Atividade física regular é outro aliado no tratamento, e sua prescrição e acompanhamento devem ser feitos por profissional qualificado, que conheça o TOC e respeite seu portador.

É importante manter-se afastado de substâncias psicoativas como analgésicos e tranquilizantes não prescritos pelo médico, além do álcool, cocaína, cannabis (maconha), cujas propriedades muito provavelmente prejudicariam o tratamento.

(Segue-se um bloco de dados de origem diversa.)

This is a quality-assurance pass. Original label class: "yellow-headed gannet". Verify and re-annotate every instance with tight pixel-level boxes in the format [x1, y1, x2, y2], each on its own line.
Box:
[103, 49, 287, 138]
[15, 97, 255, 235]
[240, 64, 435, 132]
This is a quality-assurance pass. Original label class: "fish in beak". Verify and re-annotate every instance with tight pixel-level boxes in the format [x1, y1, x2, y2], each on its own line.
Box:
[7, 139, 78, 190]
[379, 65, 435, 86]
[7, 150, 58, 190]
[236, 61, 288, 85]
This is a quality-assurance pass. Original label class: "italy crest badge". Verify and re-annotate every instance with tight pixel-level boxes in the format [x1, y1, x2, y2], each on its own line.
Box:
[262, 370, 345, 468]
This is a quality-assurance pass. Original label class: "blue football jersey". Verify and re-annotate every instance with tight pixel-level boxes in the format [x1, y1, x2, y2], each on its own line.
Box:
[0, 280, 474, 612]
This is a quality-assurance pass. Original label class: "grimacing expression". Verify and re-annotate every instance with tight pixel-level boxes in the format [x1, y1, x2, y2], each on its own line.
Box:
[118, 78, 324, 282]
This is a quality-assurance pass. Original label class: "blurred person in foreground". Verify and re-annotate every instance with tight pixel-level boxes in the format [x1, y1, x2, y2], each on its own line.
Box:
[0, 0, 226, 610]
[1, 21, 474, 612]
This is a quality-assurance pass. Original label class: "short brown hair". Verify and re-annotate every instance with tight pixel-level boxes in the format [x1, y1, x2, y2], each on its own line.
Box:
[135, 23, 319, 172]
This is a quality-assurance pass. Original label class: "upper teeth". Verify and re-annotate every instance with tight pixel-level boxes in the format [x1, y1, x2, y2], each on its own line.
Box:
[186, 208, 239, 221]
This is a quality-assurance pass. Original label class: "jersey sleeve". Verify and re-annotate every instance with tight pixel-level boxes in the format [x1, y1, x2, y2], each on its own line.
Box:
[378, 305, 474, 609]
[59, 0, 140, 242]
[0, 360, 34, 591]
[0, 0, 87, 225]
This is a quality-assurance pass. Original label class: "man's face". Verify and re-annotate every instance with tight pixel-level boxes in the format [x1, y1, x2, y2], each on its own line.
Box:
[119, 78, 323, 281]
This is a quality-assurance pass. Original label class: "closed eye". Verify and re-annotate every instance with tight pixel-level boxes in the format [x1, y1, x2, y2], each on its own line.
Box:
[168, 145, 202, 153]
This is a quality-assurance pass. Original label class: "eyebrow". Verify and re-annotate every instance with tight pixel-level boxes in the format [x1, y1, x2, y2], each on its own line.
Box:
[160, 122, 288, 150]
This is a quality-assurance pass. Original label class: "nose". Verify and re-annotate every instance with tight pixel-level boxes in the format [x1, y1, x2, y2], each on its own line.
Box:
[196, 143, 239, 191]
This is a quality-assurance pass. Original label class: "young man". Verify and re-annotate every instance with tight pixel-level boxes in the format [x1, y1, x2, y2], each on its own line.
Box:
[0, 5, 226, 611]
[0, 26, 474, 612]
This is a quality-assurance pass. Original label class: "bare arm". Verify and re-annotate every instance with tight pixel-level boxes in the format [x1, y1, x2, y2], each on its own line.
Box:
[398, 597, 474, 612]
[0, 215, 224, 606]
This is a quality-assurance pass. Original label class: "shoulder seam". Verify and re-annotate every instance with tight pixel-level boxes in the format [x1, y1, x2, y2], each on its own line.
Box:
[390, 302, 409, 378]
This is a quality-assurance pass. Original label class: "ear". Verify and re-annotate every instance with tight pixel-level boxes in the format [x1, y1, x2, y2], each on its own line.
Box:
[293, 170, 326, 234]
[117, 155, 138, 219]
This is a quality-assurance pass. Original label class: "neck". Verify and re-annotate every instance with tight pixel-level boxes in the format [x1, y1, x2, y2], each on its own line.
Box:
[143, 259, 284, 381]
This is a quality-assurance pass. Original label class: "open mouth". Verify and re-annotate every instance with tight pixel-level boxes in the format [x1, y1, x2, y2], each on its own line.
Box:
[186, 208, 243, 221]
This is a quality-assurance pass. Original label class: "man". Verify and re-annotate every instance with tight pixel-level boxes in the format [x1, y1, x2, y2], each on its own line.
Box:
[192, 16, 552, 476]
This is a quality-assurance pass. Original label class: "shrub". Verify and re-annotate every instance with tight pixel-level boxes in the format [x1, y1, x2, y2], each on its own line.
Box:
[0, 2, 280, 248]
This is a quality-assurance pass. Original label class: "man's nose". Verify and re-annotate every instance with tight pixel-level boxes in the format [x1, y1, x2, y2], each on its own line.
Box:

Importância das associações de portadores de TOC

Nem sempre um portador tem a chance de conhecer outra pessoa com TOC. As associações de portadores podem cumprir esse papel, aproximando pessoas que se reconhecem no outro pela natureza do transtorno que as acomete. Esta é uma experiência marcante, que pode ter inúmeras funções:

• motivar aqueles que estão renitentes quanto a se tratar;

• fornecer informações relevantes aos portadores, famílias, instituições de ensino, jovens profissionais de saúde mental, de modo preciso, concentrado, atual;

• criar mecanismos de proteção dos portadores quando seus direitos básicos são desrespeitados;

• informar a sociedade como um todo, conscientizando a população sobre o TOC, estimulando o diagnóstico precoce e a quebra de preconceitos.

Há filmes que se inspiraram no TOC para construção de seus roteiros, entre eles a série de TV Monk (EUA) e os filmes Melhor é Impossível (Dir. James L. Brooks,.1997 – EUA) e Nosso Querido Bob (Dir.Frank Oz 1991 – EUA) – este último mostra um portador cujos sintomas provavelmente mesclam TOC, transtorno do pânico e fobia social).

A seguir, ofereço algumas sugestões de sites que poderão ser úteis aos que desejarem mais informações.

www.protoc.com.br
www.astoc.org.br
http://www.youtube.com/user/Sitoctube
http://www.unifesp.br/dpsiq/prodaf
www.ocfoundation.org (em inglês)

Este segundo artigo encerra minha exposição sobre o tema TOC, mas absolutamente não o esgota. Espero apenas ter impulsionado o leitor a se aventurar em busca de mais informações, seja para beneficiar a si próprio ou àqueles com quem conviva. Auxiliar no combate aos preconceitos e à desinformação na área da saúde mental é também um objetivo da coluna Comportamento.